SUGGESTIVE COMMENTS ON Romans 10:18

God has not failed in His part.—It is not God who has failed in His part. No; they who have not-believed (the majority of Israel) cannot excuse themselves by saying that the mission, which is an essential condition of faith, was not carried out in their case. There is not a synagogue which has not been filled with it, not a Jew in the world who can justly plead ignorance on the subject. Μὴ οὐκ ἤκουσαν: “It is not, however, the case that they have not heard, is it?” Evidently the apostle is speaking of those who have not believed, consequently of the Jews. How can Origen and Calvin think here of the Gentiles? It is the case of the Jews which is being pleaded. The pronoun αὐτῶν, their (voice), refers not to the subject of the previous sentence, but to that of the sentence of the psalm quoted by Paul: the heavens. No one certainly will think that Paul meant here to give the explanation of this passage; it is an application of the psalmist’s words, which is still freer than that made of the passage from Deuteronomy in Romans 10:6. The apostle has just advanced, and then refuted, a first excuse which might be alleged in favour of the Jews; he proposes a second, the insufficiency of which he will also demonstrate.—Godet.

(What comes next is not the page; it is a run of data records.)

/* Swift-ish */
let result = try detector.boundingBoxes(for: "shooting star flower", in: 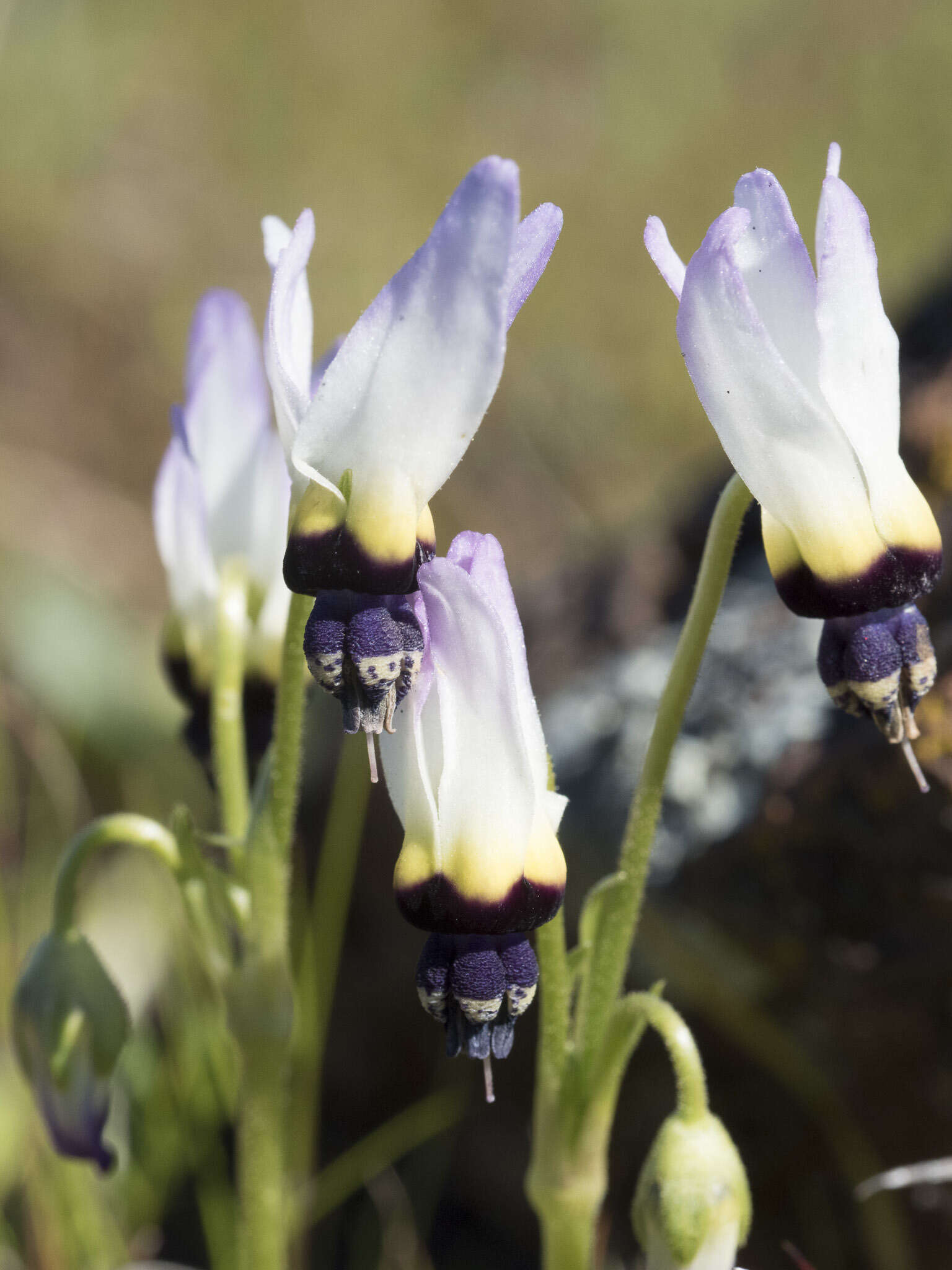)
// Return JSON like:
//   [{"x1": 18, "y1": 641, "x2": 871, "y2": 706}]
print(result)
[
  {"x1": 645, "y1": 143, "x2": 942, "y2": 617},
  {"x1": 263, "y1": 158, "x2": 562, "y2": 596}
]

A foolish nation and an impious nation identical.—“By a foolish nation I will anger you.” This is a repetition of the same sentiment. By a “foolish” nation is to be understood an “impious” or “idolatrous” nation. The worshipping of idols being one of the grossest follies of which rational beings can be guilty, idolaters are called in Jewish Scriptures “a foolish people,” and the meaning of the words is this: “By receiving into the number of any Church and people the Gentiles who have been accustomed to the worship only of idols, I will excite the anger and envy of the Jews.” And that at the commencement of the Christian era this prediction was fulfilled, both by the reception of the Gentiles into the Church of God, and by the jealousy and anger which this extension of the means of salvation produced among the Jews, is amply verified by the history. Thus when Paul preached the word of God to the Gentiles of Antioch, in compliance with their earnest request, the Jews, we are told, “when they saw the multitudes that came together, were filled with envy, and spake against those things which were spoken by Paul, contradicting and blaspheming.” And when they found no other means of preventing the apostles from preaching to the Gentiles, they raised a persecution against them, and expelled them out of their coasts.—Ritchie.

The gospel like a light shining in darkness.—When the gospel comes, it is like a light rising upon the darkness, and dispelling it: it is light unanticipated, unsought. Jehovah came to the Gentiles by the gospel, like a person paying an unlooked-for visit—an unknown stranger arriving suddenly. The whole language of God by the prophet evidently conveys the idea of previous ignorance and sudden manifestation; and this manifestation followed by the finding, on the part of those to whom the discovery is made, of Him by whom it is made. The idea of suddenness is strongly expressed by the words, “I am found of them that sought Me not.” The finding is not represented as the result of a long process of previous seeking—of “feeling after” God. The Gentiles, immersed in all the ignorance and stupid sottishness of their idolatries, received the “knowledge of the only true God and of Jesus Christ whom He has sent,” as a prisoner who had been long immured in the gloom of a dungeon, without a ray of light, and to whom darkness had become so familiar that he had given up thinking of anything else, would receive the beams of heaven, on the window being suddenly opened that had been closed and fastened with bars of iron.—Dr. Wardlaw.